Le Dernier Accord de la Tempête
Un homme aux doigts usés, courbé sous son fardeau,
Arpentait les débris d’un ancien bateau,
Son violon tremblant contre son cœur pareil.
La mer, telle une bête éventrant son repaire,
Rugissait des accords de fureur et de deuil,
Et l’horizon plombé, vêtu d’un lourd écueil,
S’ouvrait en cicatrice où grondait le tonnerre.
Son nom? Nul ne savait. Les soldats en guenilles,
Quand le canon sculptait sa danse sur les fronts,
L’avaient vu traverser les lueurs des affronts,
Cherchant dans chaque note un remède aux bastilles.
Il jouait pour les morts, pour l’espoir égaré,
Pour l’enfant dont les mains étreignaient une épée,
Pour la veuve au regard de vitre fracassée,
Et pour le rossignol dans son nid altéré.
Un soir, avant l’assaut qui brûla les villages,
Il avait fait serment à la fille des eaux :
« Tant que mes doigts auront la force des ruisseaux,
Je dompterai les flots, même au cœur des orages. »
La déesse avait ri, d’une voix de corail,
Posé sur son archet un baiser de nuage :
« Mais si tu fails, ô toi qui défies l’élément,
Ton âme errera seule dans son gémissement. »

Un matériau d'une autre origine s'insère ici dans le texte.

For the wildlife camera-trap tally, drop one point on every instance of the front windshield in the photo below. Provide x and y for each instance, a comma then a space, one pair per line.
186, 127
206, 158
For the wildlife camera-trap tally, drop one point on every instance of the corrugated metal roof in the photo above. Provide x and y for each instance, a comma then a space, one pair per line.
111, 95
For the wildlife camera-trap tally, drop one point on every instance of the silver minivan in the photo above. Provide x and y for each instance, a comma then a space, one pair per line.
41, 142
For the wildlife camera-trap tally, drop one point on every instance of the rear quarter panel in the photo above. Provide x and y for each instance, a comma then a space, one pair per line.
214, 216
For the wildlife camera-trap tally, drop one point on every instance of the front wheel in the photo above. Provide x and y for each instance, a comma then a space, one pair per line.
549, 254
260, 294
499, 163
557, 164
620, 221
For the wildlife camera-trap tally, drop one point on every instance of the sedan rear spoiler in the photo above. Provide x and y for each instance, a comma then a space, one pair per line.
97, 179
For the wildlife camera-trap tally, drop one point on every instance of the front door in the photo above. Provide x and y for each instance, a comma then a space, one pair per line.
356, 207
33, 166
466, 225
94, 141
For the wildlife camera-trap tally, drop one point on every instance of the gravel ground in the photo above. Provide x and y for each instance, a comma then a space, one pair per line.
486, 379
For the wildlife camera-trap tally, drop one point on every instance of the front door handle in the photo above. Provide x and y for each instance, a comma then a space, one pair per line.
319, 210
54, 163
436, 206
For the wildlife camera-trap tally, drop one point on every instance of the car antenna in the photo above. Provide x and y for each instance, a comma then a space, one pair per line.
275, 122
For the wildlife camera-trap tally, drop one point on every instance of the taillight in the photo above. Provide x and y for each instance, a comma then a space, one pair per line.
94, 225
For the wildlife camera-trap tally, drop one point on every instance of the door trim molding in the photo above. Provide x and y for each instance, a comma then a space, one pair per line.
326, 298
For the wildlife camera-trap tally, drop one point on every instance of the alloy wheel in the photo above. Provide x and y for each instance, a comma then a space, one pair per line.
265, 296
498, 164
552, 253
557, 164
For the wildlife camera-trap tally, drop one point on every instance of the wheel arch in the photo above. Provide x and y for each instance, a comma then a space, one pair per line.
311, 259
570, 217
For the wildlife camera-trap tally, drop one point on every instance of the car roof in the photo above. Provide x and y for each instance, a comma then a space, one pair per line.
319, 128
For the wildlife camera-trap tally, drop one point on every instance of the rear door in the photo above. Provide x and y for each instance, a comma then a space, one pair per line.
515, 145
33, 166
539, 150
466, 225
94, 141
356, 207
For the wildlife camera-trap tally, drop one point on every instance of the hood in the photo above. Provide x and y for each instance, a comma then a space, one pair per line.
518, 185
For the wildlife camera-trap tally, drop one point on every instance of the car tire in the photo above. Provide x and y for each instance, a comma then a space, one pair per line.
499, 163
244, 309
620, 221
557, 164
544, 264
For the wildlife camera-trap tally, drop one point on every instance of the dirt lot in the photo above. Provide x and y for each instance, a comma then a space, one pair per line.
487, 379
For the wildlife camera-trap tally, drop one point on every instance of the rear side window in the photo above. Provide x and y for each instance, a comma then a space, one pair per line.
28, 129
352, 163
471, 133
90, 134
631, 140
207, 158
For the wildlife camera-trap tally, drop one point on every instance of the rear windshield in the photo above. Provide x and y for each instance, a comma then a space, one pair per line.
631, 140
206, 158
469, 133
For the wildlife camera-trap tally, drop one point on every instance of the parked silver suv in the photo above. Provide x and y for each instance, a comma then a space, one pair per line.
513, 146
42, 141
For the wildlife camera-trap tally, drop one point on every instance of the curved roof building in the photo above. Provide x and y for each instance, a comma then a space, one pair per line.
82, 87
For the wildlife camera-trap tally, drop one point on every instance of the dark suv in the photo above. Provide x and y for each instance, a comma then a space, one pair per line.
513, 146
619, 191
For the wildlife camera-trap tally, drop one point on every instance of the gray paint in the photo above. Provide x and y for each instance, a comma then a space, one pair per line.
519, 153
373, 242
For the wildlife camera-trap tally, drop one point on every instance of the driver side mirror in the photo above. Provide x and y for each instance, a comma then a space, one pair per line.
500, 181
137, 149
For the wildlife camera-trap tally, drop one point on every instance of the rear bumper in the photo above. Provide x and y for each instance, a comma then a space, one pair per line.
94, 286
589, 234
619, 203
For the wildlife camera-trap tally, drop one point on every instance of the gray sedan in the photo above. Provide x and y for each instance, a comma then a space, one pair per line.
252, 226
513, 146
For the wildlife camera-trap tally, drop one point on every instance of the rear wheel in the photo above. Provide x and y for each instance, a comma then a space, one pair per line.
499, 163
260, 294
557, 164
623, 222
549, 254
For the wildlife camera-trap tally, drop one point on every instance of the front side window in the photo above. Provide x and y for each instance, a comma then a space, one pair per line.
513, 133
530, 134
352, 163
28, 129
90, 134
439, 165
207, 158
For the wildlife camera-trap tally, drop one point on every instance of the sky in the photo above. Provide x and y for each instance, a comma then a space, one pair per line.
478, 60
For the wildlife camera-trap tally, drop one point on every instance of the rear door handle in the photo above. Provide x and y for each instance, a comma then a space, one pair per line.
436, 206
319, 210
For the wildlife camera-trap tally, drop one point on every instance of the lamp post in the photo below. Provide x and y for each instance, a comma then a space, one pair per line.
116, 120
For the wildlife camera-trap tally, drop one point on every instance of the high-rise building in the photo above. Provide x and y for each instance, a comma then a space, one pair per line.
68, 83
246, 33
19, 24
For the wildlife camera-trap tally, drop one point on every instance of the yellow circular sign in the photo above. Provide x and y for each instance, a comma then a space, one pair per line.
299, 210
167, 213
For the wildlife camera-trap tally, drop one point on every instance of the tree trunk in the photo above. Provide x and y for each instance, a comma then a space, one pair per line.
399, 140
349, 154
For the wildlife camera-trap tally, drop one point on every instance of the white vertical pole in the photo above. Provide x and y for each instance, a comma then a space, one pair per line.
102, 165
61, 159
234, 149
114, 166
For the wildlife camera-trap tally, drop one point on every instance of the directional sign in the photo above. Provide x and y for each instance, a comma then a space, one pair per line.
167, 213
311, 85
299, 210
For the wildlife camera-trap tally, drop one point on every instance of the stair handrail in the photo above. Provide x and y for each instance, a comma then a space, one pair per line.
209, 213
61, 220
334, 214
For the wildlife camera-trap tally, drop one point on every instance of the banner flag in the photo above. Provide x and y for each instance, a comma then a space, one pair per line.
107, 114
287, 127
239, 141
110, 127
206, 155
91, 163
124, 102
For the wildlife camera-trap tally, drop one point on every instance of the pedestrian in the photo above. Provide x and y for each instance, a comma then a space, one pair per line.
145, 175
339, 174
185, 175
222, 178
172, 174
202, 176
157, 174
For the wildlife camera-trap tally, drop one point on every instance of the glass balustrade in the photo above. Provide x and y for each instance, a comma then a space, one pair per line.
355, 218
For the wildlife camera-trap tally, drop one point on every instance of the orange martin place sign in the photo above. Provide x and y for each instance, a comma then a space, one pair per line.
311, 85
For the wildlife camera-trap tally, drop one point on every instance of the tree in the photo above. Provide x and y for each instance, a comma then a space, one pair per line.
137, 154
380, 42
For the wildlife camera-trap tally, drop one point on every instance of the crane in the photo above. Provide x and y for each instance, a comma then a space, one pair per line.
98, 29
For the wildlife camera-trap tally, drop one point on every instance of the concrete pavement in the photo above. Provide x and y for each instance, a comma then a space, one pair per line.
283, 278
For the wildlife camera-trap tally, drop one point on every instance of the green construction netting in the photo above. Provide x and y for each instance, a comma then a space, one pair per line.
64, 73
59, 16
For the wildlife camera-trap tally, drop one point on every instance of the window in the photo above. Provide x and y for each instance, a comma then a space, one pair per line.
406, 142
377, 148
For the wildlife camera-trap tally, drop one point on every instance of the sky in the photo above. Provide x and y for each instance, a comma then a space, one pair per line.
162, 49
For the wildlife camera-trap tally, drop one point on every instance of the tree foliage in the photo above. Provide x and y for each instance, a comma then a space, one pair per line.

Les années avaient fui, roulant leur sang noirci.
La guerre, hydre vorace aux gueules de mitraille,
Avait scellé les cœurs dans une froide paille,
Et l’homme ne savait plus chanter les merci.
Un matin où la brume étreignait les falaises,
Il vit monter des eaux un spectre familier :
C’était elle, son corps de lune et de lumière,
Ses cheveux d’algues vertes où dansaient les braises.
« Pourquoi tes chants se sont-ils changés en sanglots ?
La tempête grandit, et ta promesse est morte.
Tu n’entends plus les cris de la vague qui porte
Les âmes des noyés à l’ombre des îlots. »
Le musicien pleura, ses larmes de cristal
Tissèrent un reflet de sa jeunesse enfuie :
« La guerre a dévoré mes notes éblouies,
Mon violon n’est plus qu’un cercueil de métal. »
Alors, la mer gonfla ses muscles d’eau salée,
Souleva des volcans de houle et de courroux,
Et l’homme, serrant l’instrument contre ses genoux,
Entama sans espoir une mélodie ailée.
Premiers accords : le vent hésita dans sa course,
Les galets retenant leur souffle émerveillé.
La vague suspendit son poing démesuré,
Le ciel entrouvrit son armure de brouse.
Mais soudain, un éclair déchira l’aquilon,
Rappelant au guerrier les bombes et les râles.
Ses doigts, marqués au fer des brûlures morales,
Glissèrent en tremblant sur le bois violon.
La mer reconnut l’ombre, enfla son chant de haine,
Balaya d’un seul coup l’archet et son doux leurre.
L’homme, les yeux levés vers l’abîme qui pleure,
Sentit le froid lien se rompre dans sa chaîne.
« Je t’avais prévenu, pauvre enfant des tourments,
Ton art ne peut lutter contre l’acier des hommes.
La guerre est un requiem où sombrent tous les sommes,
Et les dieux de l’azur sont d’anciens instruments. »
Il tomba, lentement, comme un accord mineur
Qui se fond dans le ventre obscur de la marée.
Son violon, cercueil d’une muse enterrée,
Partit boire à jamais l’amertume des pleurs.
Depuis, quand la tempête éventre les rivages,
On entend une plainte au creux des rochers sourds :
C’est l’âme du joueur qui, pour quelques secours,
Tente de racheter son serment des naufrages.
Mais la guerre toujours, monstre aux mille couteaux,
Étouffe les soupirs de l’onde et des poètes.
Seul le ressac répond, infatigable athlète,
En roulant des débris de violons et d’eaux.